Menyusuri Jejak Kuliner Nusantara dari Naskah Kuno hingga Era Global
- account_circle Putri Rahmatia Isnaeni
- calendar_month Sel, 2 Sep 2025
- comment 0 komentar

bogorplus.id – Indonesia terkenal sebagai negara dengan berbagai macam makanan. Dari Sabang hingga Merauke, ada begitu banyak kuliner yang sulit untuk dijelaskan secara ringkas.
Fadly Rahman, M. A. , Dosen Program Studi Ilmu Sejarah di Fakultas Ilmu Budaya Universitas Padjadjaran, menyatakan bahwa kuliner Indonesia memiliki sejarah yang panjang dan lebih dalam dari sekadar cita rasa.

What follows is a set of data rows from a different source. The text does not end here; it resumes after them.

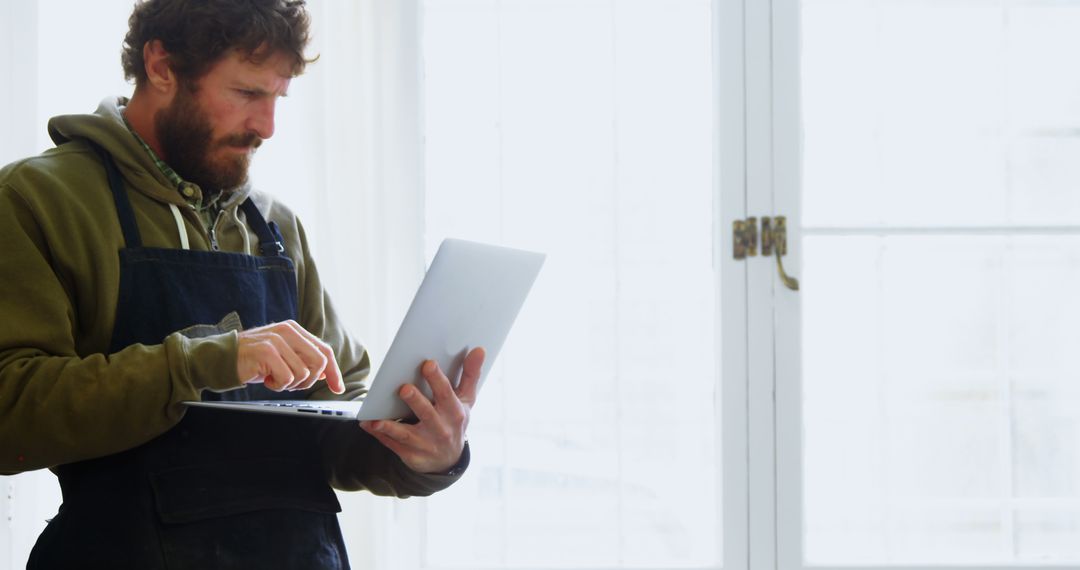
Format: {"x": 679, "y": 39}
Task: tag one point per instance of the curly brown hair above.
{"x": 199, "y": 32}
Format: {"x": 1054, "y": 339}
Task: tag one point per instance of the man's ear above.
{"x": 159, "y": 72}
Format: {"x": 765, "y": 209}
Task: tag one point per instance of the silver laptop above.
{"x": 470, "y": 297}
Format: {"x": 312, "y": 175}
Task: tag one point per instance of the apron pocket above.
{"x": 198, "y": 492}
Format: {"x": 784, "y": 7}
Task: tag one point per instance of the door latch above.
{"x": 773, "y": 240}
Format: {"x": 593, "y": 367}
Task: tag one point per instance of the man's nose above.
{"x": 261, "y": 120}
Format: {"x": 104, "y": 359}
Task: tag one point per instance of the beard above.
{"x": 187, "y": 139}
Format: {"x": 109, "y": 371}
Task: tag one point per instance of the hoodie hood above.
{"x": 106, "y": 127}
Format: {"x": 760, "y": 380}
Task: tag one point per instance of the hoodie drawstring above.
{"x": 180, "y": 227}
{"x": 243, "y": 230}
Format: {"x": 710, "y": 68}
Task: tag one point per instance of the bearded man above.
{"x": 140, "y": 270}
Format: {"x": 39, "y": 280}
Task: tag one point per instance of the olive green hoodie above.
{"x": 63, "y": 396}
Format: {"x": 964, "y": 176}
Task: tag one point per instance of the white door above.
{"x": 927, "y": 370}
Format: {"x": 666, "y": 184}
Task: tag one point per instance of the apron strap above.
{"x": 270, "y": 240}
{"x": 124, "y": 211}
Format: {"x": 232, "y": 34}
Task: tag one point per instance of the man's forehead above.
{"x": 270, "y": 71}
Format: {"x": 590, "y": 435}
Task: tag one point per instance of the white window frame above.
{"x": 773, "y": 143}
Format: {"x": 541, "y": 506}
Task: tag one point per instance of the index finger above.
{"x": 332, "y": 372}
{"x": 470, "y": 376}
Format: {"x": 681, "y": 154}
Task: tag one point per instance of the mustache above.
{"x": 246, "y": 139}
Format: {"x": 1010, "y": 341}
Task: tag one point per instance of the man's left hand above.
{"x": 434, "y": 444}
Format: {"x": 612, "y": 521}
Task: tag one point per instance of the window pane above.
{"x": 582, "y": 129}
{"x": 939, "y": 322}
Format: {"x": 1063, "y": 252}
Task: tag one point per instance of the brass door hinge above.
{"x": 745, "y": 238}
{"x": 773, "y": 239}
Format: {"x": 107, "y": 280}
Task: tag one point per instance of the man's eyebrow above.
{"x": 257, "y": 90}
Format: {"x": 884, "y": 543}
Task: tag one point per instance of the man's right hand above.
{"x": 285, "y": 356}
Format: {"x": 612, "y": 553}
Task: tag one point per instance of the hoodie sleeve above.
{"x": 352, "y": 458}
{"x": 58, "y": 402}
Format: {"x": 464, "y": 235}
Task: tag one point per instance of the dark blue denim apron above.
{"x": 220, "y": 489}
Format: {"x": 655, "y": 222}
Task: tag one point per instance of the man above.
{"x": 140, "y": 270}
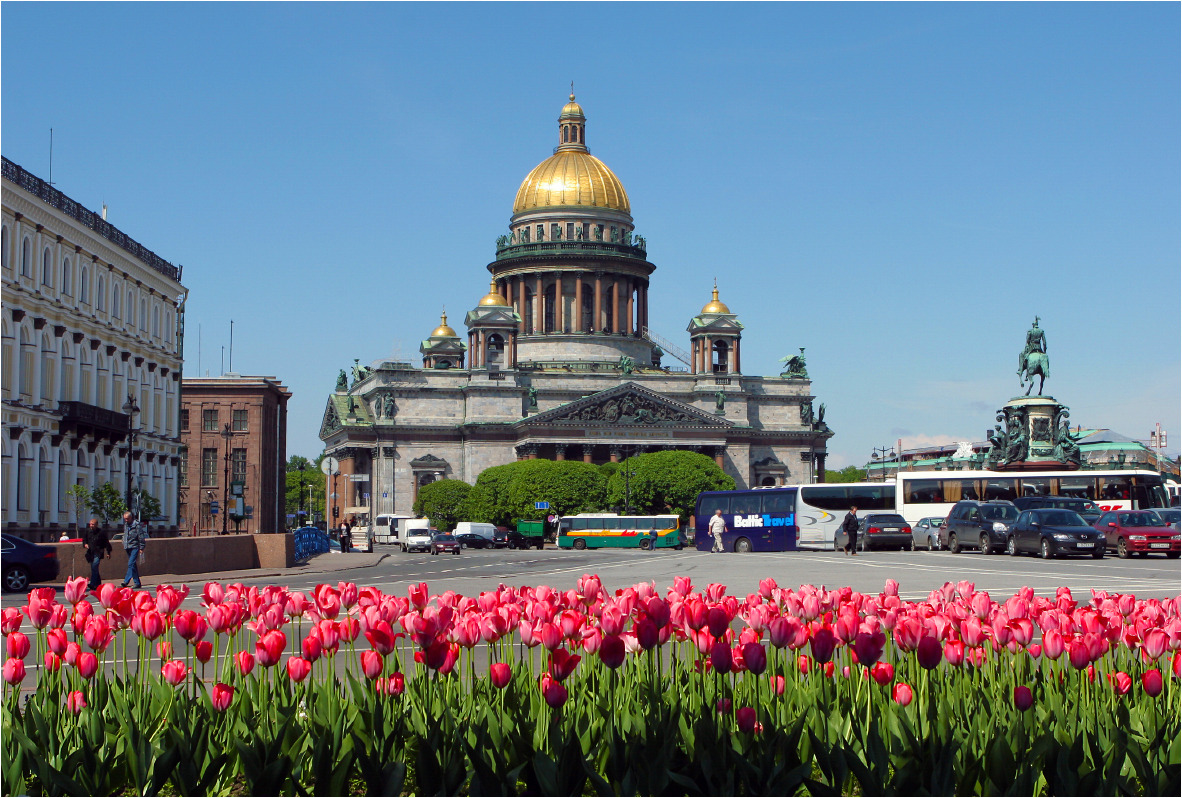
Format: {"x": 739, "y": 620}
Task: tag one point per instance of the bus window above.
{"x": 1078, "y": 487}
{"x": 999, "y": 488}
{"x": 779, "y": 501}
{"x": 825, "y": 497}
{"x": 871, "y": 497}
{"x": 708, "y": 504}
{"x": 926, "y": 492}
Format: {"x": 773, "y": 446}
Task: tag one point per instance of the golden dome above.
{"x": 571, "y": 176}
{"x": 493, "y": 298}
{"x": 443, "y": 330}
{"x": 714, "y": 305}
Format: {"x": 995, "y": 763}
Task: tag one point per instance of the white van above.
{"x": 487, "y": 531}
{"x": 415, "y": 533}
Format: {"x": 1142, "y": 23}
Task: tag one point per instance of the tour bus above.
{"x": 603, "y": 531}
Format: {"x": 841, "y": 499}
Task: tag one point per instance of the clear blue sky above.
{"x": 898, "y": 188}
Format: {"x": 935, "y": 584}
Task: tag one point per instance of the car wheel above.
{"x": 15, "y": 578}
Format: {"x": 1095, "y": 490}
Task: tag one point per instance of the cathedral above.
{"x": 558, "y": 362}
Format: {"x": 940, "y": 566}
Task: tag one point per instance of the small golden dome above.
{"x": 493, "y": 298}
{"x": 714, "y": 305}
{"x": 443, "y": 330}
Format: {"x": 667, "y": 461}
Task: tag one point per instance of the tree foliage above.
{"x": 506, "y": 493}
{"x": 666, "y": 482}
{"x": 445, "y": 501}
{"x": 848, "y": 474}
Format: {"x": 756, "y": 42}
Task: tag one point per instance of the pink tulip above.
{"x": 174, "y": 672}
{"x": 13, "y": 670}
{"x": 76, "y": 702}
{"x": 88, "y": 665}
{"x": 298, "y": 668}
{"x": 221, "y": 696}
{"x": 500, "y": 674}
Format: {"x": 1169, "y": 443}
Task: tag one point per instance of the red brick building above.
{"x": 233, "y": 439}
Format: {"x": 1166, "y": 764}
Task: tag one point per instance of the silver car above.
{"x": 927, "y": 532}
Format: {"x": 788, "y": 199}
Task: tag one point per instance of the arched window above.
{"x": 47, "y": 267}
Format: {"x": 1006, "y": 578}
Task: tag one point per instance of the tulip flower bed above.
{"x": 532, "y": 691}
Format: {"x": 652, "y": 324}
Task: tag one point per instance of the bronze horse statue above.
{"x": 1036, "y": 363}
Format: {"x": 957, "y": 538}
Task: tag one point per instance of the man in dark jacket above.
{"x": 97, "y": 545}
{"x": 850, "y": 526}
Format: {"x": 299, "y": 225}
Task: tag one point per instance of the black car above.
{"x": 1086, "y": 508}
{"x": 1054, "y": 532}
{"x": 473, "y": 540}
{"x": 25, "y": 563}
{"x": 879, "y": 531}
{"x": 984, "y": 525}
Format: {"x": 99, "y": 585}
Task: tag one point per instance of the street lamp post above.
{"x": 130, "y": 409}
{"x": 227, "y": 435}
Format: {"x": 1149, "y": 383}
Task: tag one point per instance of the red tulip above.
{"x": 14, "y": 670}
{"x": 298, "y": 668}
{"x": 372, "y": 665}
{"x": 500, "y": 674}
{"x": 88, "y": 665}
{"x": 611, "y": 651}
{"x": 174, "y": 672}
{"x": 203, "y": 650}
{"x": 221, "y": 696}
{"x": 76, "y": 701}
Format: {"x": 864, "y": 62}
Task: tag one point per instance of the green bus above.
{"x": 610, "y": 531}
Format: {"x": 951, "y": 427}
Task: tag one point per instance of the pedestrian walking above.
{"x": 135, "y": 538}
{"x": 850, "y": 526}
{"x": 718, "y": 526}
{"x": 97, "y": 545}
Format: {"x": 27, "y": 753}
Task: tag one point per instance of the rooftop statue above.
{"x": 1033, "y": 359}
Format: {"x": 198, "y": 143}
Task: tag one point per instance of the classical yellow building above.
{"x": 559, "y": 362}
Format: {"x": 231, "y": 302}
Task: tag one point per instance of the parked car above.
{"x": 1054, "y": 532}
{"x": 446, "y": 544}
{"x": 1138, "y": 531}
{"x": 1086, "y": 508}
{"x": 878, "y": 531}
{"x": 25, "y": 563}
{"x": 927, "y": 532}
{"x": 981, "y": 524}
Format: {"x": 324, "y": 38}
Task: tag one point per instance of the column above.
{"x": 597, "y": 322}
{"x": 578, "y": 326}
{"x": 628, "y": 316}
{"x": 559, "y": 315}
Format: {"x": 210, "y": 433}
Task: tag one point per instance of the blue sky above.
{"x": 898, "y": 188}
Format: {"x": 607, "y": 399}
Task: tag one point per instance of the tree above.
{"x": 848, "y": 474}
{"x": 77, "y": 499}
{"x": 666, "y": 482}
{"x": 445, "y": 501}
{"x": 106, "y": 503}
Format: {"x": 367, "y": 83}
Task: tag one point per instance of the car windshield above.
{"x": 1063, "y": 518}
{"x": 999, "y": 512}
{"x": 1141, "y": 519}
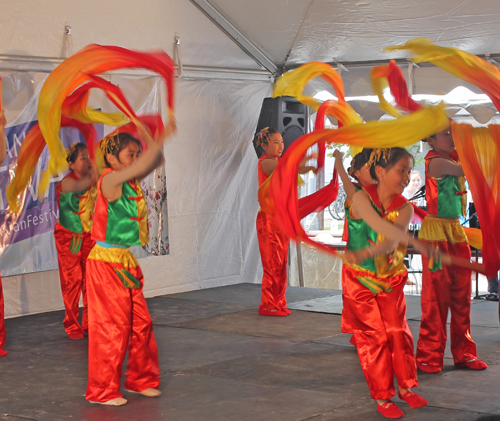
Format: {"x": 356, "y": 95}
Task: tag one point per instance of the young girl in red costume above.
{"x": 76, "y": 199}
{"x": 3, "y": 154}
{"x": 273, "y": 244}
{"x": 360, "y": 171}
{"x": 118, "y": 314}
{"x": 450, "y": 287}
{"x": 374, "y": 276}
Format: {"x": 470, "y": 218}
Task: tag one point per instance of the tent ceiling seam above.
{"x": 13, "y": 63}
{"x": 295, "y": 39}
{"x": 233, "y": 32}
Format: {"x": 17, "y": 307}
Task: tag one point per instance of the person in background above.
{"x": 447, "y": 289}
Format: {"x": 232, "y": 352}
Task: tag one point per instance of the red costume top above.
{"x": 124, "y": 221}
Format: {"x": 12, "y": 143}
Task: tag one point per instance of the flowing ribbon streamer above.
{"x": 29, "y": 154}
{"x": 478, "y": 148}
{"x": 279, "y": 197}
{"x": 79, "y": 69}
{"x": 390, "y": 76}
{"x": 465, "y": 66}
{"x": 292, "y": 83}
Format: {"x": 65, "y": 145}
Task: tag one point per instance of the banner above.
{"x": 27, "y": 240}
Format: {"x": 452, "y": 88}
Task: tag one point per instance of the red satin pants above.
{"x": 273, "y": 245}
{"x": 118, "y": 318}
{"x": 2, "y": 315}
{"x": 448, "y": 289}
{"x": 383, "y": 338}
{"x": 72, "y": 276}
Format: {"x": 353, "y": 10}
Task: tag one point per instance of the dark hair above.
{"x": 425, "y": 140}
{"x": 387, "y": 158}
{"x": 358, "y": 161}
{"x": 73, "y": 151}
{"x": 263, "y": 137}
{"x": 116, "y": 143}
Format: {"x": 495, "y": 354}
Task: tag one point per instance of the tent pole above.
{"x": 233, "y": 32}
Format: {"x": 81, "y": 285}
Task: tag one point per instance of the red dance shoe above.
{"x": 426, "y": 368}
{"x": 275, "y": 313}
{"x": 475, "y": 364}
{"x": 414, "y": 400}
{"x": 390, "y": 410}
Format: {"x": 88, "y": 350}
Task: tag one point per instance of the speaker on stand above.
{"x": 285, "y": 114}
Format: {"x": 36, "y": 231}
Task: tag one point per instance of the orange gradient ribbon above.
{"x": 279, "y": 197}
{"x": 29, "y": 154}
{"x": 79, "y": 69}
{"x": 390, "y": 76}
{"x": 465, "y": 66}
{"x": 292, "y": 84}
{"x": 478, "y": 148}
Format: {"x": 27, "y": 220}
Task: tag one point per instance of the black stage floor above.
{"x": 220, "y": 360}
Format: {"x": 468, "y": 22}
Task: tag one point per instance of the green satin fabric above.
{"x": 449, "y": 202}
{"x": 361, "y": 236}
{"x": 69, "y": 206}
{"x": 120, "y": 229}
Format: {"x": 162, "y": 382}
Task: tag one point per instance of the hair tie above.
{"x": 109, "y": 143}
{"x": 262, "y": 136}
{"x": 70, "y": 151}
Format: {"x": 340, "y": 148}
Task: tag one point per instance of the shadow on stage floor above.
{"x": 220, "y": 360}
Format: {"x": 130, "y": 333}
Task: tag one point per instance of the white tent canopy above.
{"x": 230, "y": 52}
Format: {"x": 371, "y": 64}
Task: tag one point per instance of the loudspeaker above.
{"x": 285, "y": 114}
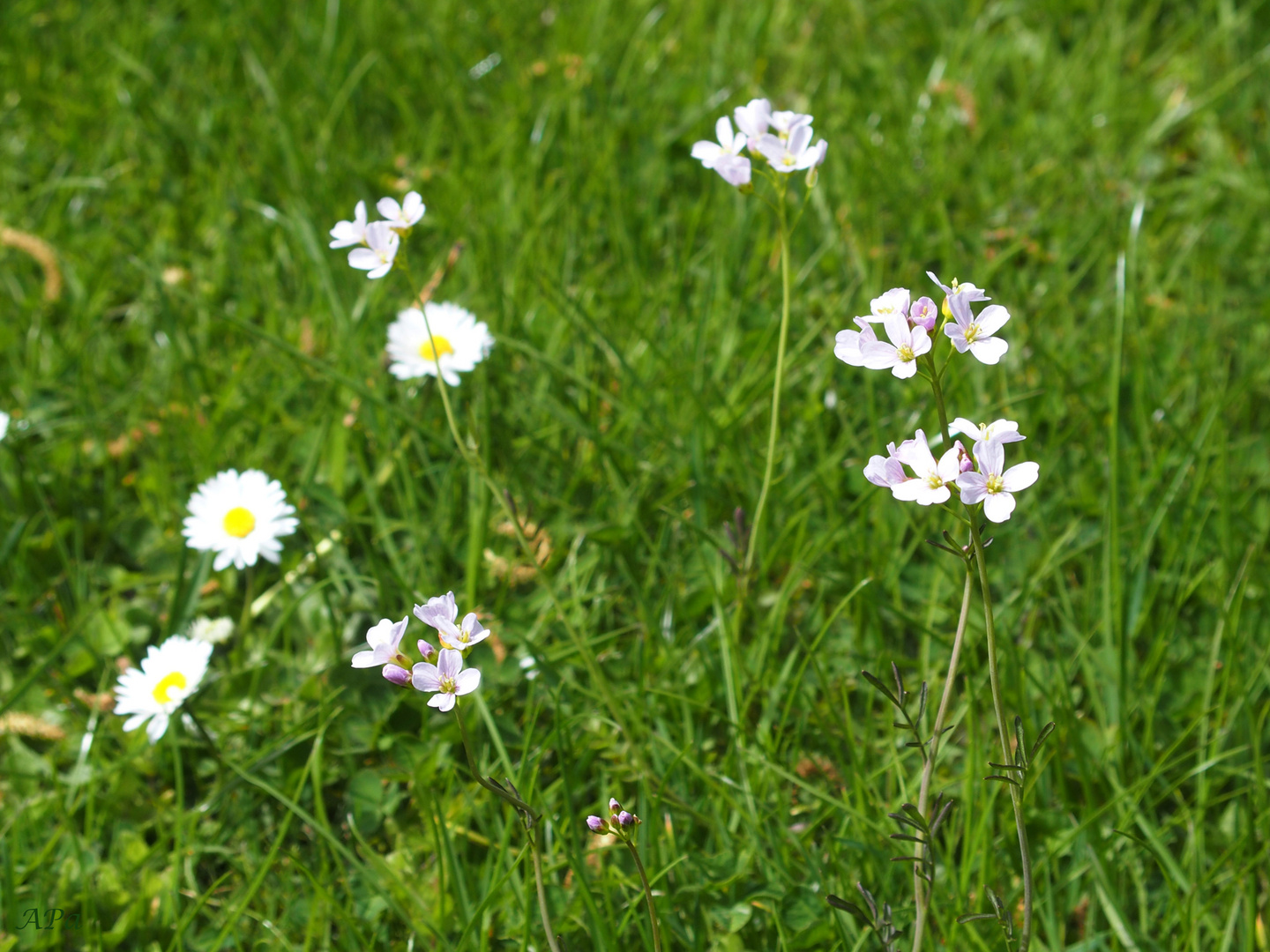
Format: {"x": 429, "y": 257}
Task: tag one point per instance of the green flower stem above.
{"x": 530, "y": 819}
{"x": 778, "y": 381}
{"x": 176, "y": 847}
{"x": 1016, "y": 796}
{"x": 648, "y": 895}
{"x": 1016, "y": 793}
{"x": 921, "y": 897}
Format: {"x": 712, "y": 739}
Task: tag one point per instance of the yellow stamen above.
{"x": 442, "y": 346}
{"x": 172, "y": 681}
{"x": 239, "y": 522}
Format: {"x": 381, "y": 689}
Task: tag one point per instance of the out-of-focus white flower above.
{"x": 753, "y": 118}
{"x": 793, "y": 153}
{"x": 993, "y": 484}
{"x": 975, "y": 333}
{"x": 446, "y": 680}
{"x": 893, "y": 302}
{"x": 383, "y": 244}
{"x": 351, "y": 233}
{"x": 169, "y": 673}
{"x": 848, "y": 344}
{"x": 925, "y": 312}
{"x": 239, "y": 517}
{"x": 213, "y": 631}
{"x": 725, "y": 156}
{"x": 384, "y": 640}
{"x": 458, "y": 343}
{"x": 900, "y": 354}
{"x": 932, "y": 478}
{"x": 1000, "y": 430}
{"x": 441, "y": 614}
{"x": 404, "y": 215}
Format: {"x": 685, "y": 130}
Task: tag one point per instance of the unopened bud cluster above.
{"x": 620, "y": 822}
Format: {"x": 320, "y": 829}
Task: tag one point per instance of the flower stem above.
{"x": 1016, "y": 793}
{"x": 778, "y": 381}
{"x": 921, "y": 897}
{"x": 648, "y": 896}
{"x": 178, "y": 807}
{"x": 527, "y": 816}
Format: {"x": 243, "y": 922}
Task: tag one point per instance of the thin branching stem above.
{"x": 648, "y": 896}
{"x": 921, "y": 893}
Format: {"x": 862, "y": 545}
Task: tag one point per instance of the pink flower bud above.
{"x": 923, "y": 312}
{"x": 397, "y": 674}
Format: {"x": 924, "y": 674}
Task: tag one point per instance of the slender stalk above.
{"x": 648, "y": 896}
{"x": 778, "y": 381}
{"x": 1016, "y": 795}
{"x": 530, "y": 819}
{"x": 176, "y": 847}
{"x": 921, "y": 896}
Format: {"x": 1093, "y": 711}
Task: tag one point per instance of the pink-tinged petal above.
{"x": 442, "y": 703}
{"x": 990, "y": 456}
{"x": 1020, "y": 478}
{"x": 932, "y": 496}
{"x": 908, "y": 490}
{"x": 998, "y": 507}
{"x": 992, "y": 319}
{"x": 426, "y": 677}
{"x": 958, "y": 337}
{"x": 903, "y": 369}
{"x": 707, "y": 152}
{"x": 973, "y": 485}
{"x": 848, "y": 348}
{"x": 921, "y": 340}
{"x": 989, "y": 349}
{"x": 897, "y": 329}
{"x": 397, "y": 674}
{"x": 878, "y": 354}
{"x": 467, "y": 682}
{"x": 735, "y": 169}
{"x": 450, "y": 661}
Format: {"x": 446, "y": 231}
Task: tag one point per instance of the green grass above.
{"x": 635, "y": 301}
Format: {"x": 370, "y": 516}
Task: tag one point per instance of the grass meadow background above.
{"x": 635, "y": 302}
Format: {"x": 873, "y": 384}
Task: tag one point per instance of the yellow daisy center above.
{"x": 442, "y": 346}
{"x": 172, "y": 681}
{"x": 239, "y": 522}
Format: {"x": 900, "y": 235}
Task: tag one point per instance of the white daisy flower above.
{"x": 446, "y": 680}
{"x": 404, "y": 215}
{"x": 459, "y": 342}
{"x": 239, "y": 517}
{"x": 169, "y": 673}
{"x": 213, "y": 631}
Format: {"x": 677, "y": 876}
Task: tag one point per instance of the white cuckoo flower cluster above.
{"x": 781, "y": 138}
{"x": 911, "y": 471}
{"x": 979, "y": 476}
{"x": 447, "y": 680}
{"x": 377, "y": 242}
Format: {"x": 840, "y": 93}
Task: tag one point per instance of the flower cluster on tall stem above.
{"x": 984, "y": 487}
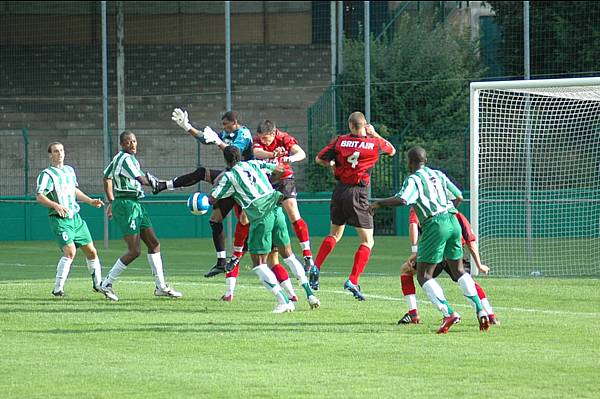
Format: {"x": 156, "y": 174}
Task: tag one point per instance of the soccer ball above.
{"x": 198, "y": 203}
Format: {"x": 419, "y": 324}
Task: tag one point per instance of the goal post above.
{"x": 535, "y": 176}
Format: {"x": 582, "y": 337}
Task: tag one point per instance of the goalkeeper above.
{"x": 233, "y": 133}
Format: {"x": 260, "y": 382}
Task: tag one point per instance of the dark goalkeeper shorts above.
{"x": 349, "y": 205}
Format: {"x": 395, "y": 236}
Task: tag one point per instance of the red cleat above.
{"x": 494, "y": 320}
{"x": 227, "y": 298}
{"x": 410, "y": 319}
{"x": 448, "y": 322}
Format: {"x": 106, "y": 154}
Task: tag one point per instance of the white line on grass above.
{"x": 379, "y": 297}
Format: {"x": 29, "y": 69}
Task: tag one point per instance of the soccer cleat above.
{"x": 448, "y": 322}
{"x": 484, "y": 321}
{"x": 493, "y": 320}
{"x": 410, "y": 319}
{"x": 167, "y": 291}
{"x": 354, "y": 289}
{"x": 314, "y": 302}
{"x": 106, "y": 289}
{"x": 227, "y": 298}
{"x": 218, "y": 268}
{"x": 313, "y": 278}
{"x": 308, "y": 263}
{"x": 284, "y": 307}
{"x": 233, "y": 262}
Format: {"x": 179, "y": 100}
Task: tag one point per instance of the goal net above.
{"x": 535, "y": 176}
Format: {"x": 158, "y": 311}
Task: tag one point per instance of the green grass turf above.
{"x": 143, "y": 346}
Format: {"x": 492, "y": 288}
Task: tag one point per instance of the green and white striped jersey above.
{"x": 430, "y": 191}
{"x": 123, "y": 170}
{"x": 59, "y": 185}
{"x": 248, "y": 183}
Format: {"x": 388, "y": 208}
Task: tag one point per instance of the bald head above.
{"x": 417, "y": 157}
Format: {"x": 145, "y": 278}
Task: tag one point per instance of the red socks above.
{"x": 361, "y": 257}
{"x": 326, "y": 247}
{"x": 408, "y": 284}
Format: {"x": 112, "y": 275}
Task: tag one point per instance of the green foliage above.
{"x": 419, "y": 88}
{"x": 564, "y": 36}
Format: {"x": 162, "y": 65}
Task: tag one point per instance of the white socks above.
{"x": 436, "y": 296}
{"x": 95, "y": 270}
{"x": 296, "y": 268}
{"x": 62, "y": 271}
{"x": 118, "y": 268}
{"x": 267, "y": 277}
{"x": 155, "y": 262}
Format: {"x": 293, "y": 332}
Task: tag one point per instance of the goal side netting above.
{"x": 535, "y": 176}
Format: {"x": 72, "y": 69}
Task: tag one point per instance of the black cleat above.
{"x": 216, "y": 269}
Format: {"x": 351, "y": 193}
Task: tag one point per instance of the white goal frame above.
{"x": 475, "y": 89}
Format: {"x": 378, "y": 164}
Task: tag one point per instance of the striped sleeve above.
{"x": 224, "y": 189}
{"x": 409, "y": 191}
{"x": 44, "y": 184}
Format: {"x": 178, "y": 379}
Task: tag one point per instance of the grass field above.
{"x": 548, "y": 345}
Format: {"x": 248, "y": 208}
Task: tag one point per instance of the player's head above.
{"x": 416, "y": 157}
{"x": 231, "y": 121}
{"x": 56, "y": 153}
{"x": 128, "y": 142}
{"x": 357, "y": 122}
{"x": 232, "y": 155}
{"x": 266, "y": 132}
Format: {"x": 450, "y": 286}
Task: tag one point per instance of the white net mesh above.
{"x": 539, "y": 181}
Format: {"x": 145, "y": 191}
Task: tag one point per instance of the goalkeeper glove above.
{"x": 181, "y": 118}
{"x": 210, "y": 136}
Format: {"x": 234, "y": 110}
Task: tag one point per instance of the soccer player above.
{"x": 428, "y": 190}
{"x": 408, "y": 270}
{"x": 123, "y": 180}
{"x": 57, "y": 190}
{"x": 281, "y": 274}
{"x": 233, "y": 133}
{"x": 248, "y": 184}
{"x": 276, "y": 146}
{"x": 352, "y": 156}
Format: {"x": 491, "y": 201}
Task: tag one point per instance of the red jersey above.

Keberagaman makanan di Nusantara tidak hanya disebabkan oleh aspek lokal, tetapi juga oleh berbagai pengaruh dari luar.
“Saya lihat kita bisa belajar sejarah dari makanan,” kata Fadly seperti yang dirangkum dari situs Unpad.
Kuliner Nusantara yang Ada Sejak Abad ke-10
Ahli di bidang sejarah kuliner Indonesia ini menjelaskan bahwa banyak referensi tentang makanan dalam naskah kuno di tanah air.
Naskah tersebut mencatat beberapa makanan khas nusantara yang telah ada sejak abad ke-10 Masehi, seperti pecel, sambal, rawon, kerupuk, dan dawet.
Baik pada masa lalu maupun sekarang, makanan tersebut masih dikonsumsi oleh masyarakat Indonesia.
Catatan sejarah mengenai kuliner di Indonesia berbeda dengan dokumentasi makanan luar negeri.
“Negara-negara dengan tradisi kuliner yang sudah maju didasarkan atas kuatnya tradisi untuk mencatat resep makanan. Berbeda dengan Indonesia, tradisi mencatat resep tidak dilakukan oleh para leluhur. Naskah kuno hanya mencantumkan nama-nama makanannya saja,” ujar Fadly.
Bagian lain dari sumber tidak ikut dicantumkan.